USCo, a US C corporation, is a leading worldwide manufacturer and seller of widgets. It manufactures widgets in the US for worldwide sale. Some of USCo's international sales are foreign export sales made directly by USCo and the rest are made by USCo's Country X branch. All foreign sales by USCo and the branch are made to unrelated third-party customers for foreign use. Title to foreign export sales by USCo passes in the US. Title to sales by the branch passes outside the US. 

Additionally, USCo owns 100% of the shares of FCo, a foreign corporation, formed and operated in Country A which purchases widgets manufactured in Country C by unrelated third parties. FCo sells the purchased widgets 50% within the Country A market, for use therein and the 50% within the Country B market, for use therein. 

The following foreign income tax rates apply:

 

  • USCo pay no foreign income tax on its foreign export sales
  • USCo's Country X branch pays 25% foreign income tax
  • FCo pays 10% foreign income tax on its Country A sales 
  • FCo pays 40% foreign tax on its Country B sales. No high tax election has been made with respect to the Country B sales.

 

In 20X1, USCo has the following items of net income after the correct allocation of expenses:

•           $50 million of net income from sales of widgets within the United States

•           $25 million of net income from the foreign export sale of widgets for use outside the US

•           $25 million of net income from the Country X branch sale of widgets for use outside the US

USCo's average quarterly adjusted basis in its assets is $100 million. There is no interest expense allocable to any of these assets. All of these assets were used in direct proportion to the net income generated from USCo's sales within the US, its foreign export and its branch sales activities.
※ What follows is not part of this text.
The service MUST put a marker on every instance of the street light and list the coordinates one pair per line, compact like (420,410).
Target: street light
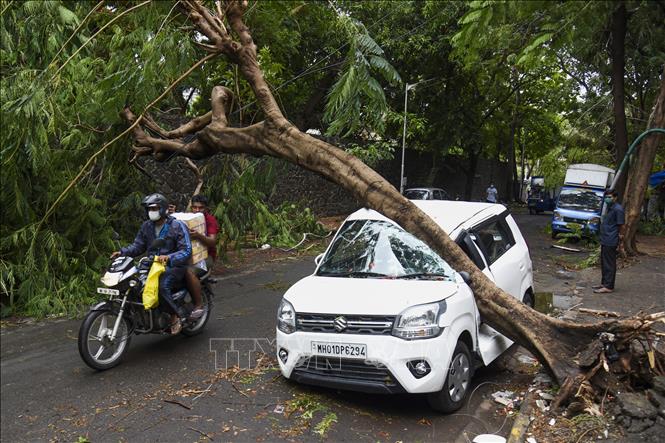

In 20X1 FCo earned $5 million net income from its selling activities, divided equally between Country X and Country Y sales. FCo had zero adjusted basis in its assets.

USCo has requested that you advise them as to the following questions:

1) How will USCo be taxed in the US on its direct foreign sales? 

2) How will USCo be taxed in the US on its branch sales?

3) How will USCo be taxed in the US on the income earned by FCo?

4) How much are USCo's foreign tax credits before limitation?

5) To what extent are the foreign tax credits calculated in #4 limited in 20X1 by the foreign tax credit limitation?